EL HISTORIADOR DE LA REPÚBLICA
Entre estas ideas de mediados del siglo XX y el presente se alza la figura de Jorge Basadre. El historiador de la república surge así como la bisagra entre el pasado y la actualidad y encuentra por así decirlo el justo medio para entender el Perú como una sociedad heterogénea, "hispano-indígena-mestiza-criolla" en palabras suyas, y ver la identidad no tanto en el pasado, sino en la promesa de la vida futura. Así pide la liquidación final del dilema entre indigenistas e hispanistas y reclama más atención a "las caídas y los resurgimientos" de nuestra vida republicana, para sacar lecciones de estas crisis.
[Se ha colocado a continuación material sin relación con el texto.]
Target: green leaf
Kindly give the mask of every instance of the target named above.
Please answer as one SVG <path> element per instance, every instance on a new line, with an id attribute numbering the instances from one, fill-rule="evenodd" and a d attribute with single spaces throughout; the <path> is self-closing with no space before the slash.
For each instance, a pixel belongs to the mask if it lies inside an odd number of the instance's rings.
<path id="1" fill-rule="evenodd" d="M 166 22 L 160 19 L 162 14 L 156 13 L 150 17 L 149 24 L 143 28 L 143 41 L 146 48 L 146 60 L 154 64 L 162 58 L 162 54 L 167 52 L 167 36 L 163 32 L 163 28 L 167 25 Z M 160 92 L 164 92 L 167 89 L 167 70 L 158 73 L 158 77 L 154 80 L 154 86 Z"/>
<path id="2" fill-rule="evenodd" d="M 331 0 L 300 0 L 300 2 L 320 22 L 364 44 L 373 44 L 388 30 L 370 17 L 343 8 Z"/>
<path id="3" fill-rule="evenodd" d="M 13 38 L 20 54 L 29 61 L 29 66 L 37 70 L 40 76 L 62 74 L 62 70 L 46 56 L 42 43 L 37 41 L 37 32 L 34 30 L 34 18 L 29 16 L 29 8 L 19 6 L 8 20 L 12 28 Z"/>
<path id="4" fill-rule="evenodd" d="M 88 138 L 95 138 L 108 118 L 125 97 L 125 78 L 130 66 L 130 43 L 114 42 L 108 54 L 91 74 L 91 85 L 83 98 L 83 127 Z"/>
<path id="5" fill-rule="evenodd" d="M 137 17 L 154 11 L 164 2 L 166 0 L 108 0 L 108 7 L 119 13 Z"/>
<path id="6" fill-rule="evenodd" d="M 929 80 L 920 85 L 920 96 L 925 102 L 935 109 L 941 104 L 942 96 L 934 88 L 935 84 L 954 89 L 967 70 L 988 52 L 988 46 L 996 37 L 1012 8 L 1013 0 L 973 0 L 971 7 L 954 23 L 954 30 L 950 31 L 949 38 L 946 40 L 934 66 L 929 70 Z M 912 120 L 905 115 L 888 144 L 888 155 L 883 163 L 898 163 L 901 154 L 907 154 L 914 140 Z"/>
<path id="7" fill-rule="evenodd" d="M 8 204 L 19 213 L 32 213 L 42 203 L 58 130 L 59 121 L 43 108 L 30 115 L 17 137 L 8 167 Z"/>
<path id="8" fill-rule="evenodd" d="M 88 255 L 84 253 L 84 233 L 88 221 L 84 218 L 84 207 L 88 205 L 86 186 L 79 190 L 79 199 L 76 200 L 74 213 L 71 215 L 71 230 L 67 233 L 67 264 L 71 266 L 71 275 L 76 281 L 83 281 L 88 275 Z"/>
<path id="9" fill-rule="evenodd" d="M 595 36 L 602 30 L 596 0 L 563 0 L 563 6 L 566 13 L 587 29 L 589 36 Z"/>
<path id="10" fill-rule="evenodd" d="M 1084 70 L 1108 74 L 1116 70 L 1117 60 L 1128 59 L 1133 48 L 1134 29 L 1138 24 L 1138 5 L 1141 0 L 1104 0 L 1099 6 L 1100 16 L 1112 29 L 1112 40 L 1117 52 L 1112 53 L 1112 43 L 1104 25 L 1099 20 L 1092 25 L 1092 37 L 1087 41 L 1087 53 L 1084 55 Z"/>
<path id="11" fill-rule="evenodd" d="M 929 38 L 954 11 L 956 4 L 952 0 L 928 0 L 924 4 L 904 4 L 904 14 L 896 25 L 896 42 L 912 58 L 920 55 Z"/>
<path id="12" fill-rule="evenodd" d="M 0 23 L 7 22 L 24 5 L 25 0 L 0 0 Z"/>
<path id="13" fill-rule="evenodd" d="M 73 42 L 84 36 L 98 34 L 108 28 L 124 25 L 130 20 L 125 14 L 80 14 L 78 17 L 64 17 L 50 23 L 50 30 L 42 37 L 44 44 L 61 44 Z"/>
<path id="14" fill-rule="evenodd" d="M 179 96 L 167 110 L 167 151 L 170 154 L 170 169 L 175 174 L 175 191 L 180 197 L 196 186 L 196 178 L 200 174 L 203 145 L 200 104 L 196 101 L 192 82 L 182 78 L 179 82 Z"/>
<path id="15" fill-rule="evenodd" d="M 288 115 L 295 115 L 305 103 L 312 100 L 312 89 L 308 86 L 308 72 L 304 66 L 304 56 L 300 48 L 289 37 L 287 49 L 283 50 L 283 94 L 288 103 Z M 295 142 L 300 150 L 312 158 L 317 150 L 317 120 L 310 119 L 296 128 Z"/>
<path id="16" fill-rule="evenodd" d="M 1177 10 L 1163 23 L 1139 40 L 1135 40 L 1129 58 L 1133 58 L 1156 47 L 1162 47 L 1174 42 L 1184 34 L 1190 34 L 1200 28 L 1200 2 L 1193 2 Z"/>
Luego vienen las ideas del mestizaje expuestas no solo por Víctor Andrés Belaunde, sino refrendadas por Arguedas, Porras, José Varallanos, Miró Quesada Sosa y José Antonio del Busto, quien habla de ese "Perú esencial" que es patria ("la tierra de los padres"), nación ("que surge en el siglo XVI con los primeros mestizos") y estado ("nace el 15 de julio de 1821 con el acta de la independencia y se anuncia al mundo el 28 de julio de ese año").

El historiador Antonino Espinosa Laña, uno de los autores de esta antología, recoge el pensamiento de Víctor Andrés Belaunde, y afirma que "el Perú es una síntesis fecunda de lo indígena y lo español, más los negros, los chinos, y todos los que han venido después y han encontrado en esta tierra una integración, a veces con choques y con actitudes despectivas, pero con un lazo común muy fuerte. La palabra identidad en el diccionario no significa lo que es mío, sino lo que es idéntico a otro. Es decir, es un término relacional. Nosotros podemos hablar de manera diferente, vestirnos de manera diferente y hasta comer de manera diferente, pero tenemos pasados y raíces que son comunes".

Esta idea de diferencia y comunidad resulta esencial para el fortalecimiento de nuestra identidad sin prejuicios de ningún tipo. Como dice Espinosa Laña hoy que estamos en la época de los tratados de libre comercio necesitamos más que nunca crear una comunidad fuerte, de lo contrario lo que se abrirá al mundo será un país inseguro y dividido.

TRAS UNA ANTOLOGÍA
El proceso de edición del libro se inició exactamente hace un año cuando la Cámara de Comercio de Lima con ocasión de sus 120 años convocó a los tres historiadores (José Agustín de la Puente, Antonino Espinosa y Luis Enrique Tord) a un debate sobre nuestra identidad. Debido al éxito del foro se acordó la realización de una serie de cursos que determinaron finalmente la edición del presente volumen. Antonino Espinosa anuncia que ya se prepara una segunda entrega con otros autores contemporáneos.